Graphene oxide modified membrane for highly efficient wastewater treatment by dynamic combination of nanofiltration and catalysis

Abstract Stacked graphene oxide (GO) nano-sheets with plentiful nanopores incorporated onto polymeric membrane are promising for water purification. However, maintaining high water permeability without sacrificing separation efficiency remains a challenge. Delamination of the GO layer from the membrane surface is another bottleneck affecting the efficiency of the material. To solve those problems, we immobilized a chemically crosslinked GO composite layer with enlarged interlayer space on the surface of a novel catalytic membrane, which served as the support. The modified GO nanosheets-coated catalytic membranes showed excellent separation robustness with withstanding strong lateral shear force during 6 h filtration in a crossflow model.
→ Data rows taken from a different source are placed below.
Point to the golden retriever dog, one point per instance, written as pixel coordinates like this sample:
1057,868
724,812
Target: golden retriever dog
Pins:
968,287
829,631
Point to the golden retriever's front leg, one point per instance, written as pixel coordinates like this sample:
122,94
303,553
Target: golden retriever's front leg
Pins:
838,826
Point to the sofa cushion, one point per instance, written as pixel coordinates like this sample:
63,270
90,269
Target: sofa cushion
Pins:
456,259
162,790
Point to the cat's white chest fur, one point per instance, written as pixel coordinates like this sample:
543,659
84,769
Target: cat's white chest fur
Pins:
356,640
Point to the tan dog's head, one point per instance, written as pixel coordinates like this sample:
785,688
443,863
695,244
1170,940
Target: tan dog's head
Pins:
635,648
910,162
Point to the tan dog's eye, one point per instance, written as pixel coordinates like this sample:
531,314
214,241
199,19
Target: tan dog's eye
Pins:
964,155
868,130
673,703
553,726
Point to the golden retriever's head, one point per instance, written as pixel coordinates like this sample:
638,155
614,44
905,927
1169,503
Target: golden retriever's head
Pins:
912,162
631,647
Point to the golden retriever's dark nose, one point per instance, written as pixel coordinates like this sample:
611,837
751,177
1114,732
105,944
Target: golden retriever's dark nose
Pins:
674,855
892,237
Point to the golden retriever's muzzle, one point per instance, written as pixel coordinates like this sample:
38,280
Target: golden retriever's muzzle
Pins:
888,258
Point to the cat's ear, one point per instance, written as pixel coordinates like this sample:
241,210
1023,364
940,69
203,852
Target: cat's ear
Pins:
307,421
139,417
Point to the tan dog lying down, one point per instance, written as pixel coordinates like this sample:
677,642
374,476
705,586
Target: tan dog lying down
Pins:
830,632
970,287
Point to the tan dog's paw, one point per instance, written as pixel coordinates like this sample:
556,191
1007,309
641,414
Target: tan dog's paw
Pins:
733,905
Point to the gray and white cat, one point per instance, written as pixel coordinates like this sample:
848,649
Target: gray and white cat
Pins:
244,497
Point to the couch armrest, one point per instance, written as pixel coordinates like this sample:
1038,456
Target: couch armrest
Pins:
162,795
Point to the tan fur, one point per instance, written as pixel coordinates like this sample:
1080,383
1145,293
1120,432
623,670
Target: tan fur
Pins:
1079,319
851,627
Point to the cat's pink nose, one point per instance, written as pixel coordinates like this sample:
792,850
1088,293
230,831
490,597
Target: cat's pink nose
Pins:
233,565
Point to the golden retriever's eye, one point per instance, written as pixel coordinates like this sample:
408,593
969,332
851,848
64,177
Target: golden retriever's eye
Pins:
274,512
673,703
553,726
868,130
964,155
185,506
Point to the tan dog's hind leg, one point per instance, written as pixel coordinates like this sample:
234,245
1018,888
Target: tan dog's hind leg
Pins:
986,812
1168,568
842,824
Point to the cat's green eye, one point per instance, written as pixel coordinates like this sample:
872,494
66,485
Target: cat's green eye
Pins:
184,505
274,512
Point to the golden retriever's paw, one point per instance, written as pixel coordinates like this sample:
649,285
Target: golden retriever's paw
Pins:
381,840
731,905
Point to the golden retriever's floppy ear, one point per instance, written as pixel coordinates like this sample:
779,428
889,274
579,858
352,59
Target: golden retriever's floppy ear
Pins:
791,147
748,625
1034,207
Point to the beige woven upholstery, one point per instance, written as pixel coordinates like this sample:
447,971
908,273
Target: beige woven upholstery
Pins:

The as-prepared membrane showed high removal efficiencies to Congo red and Basic blue (99 % and 96 %, respectively) due to the surface-coated GO composite layer. Furthermore, while launching the catalytic function of the membrane with a trace amount of reducing agent (NaBH4), the GO-coated composite membrane successfully purified 50 ppm Methyl orange, 50 ppm Methylene blue, 50 ppm Rhodamine B and 0.272 mmol/L 4-Nitrophenol to break through the membrane rejection limitation of 500 Mw. Combining nano-filtration and catalysis, the GO-coated composite membranes showed great potential for the continuous purification of chemically contaminated water.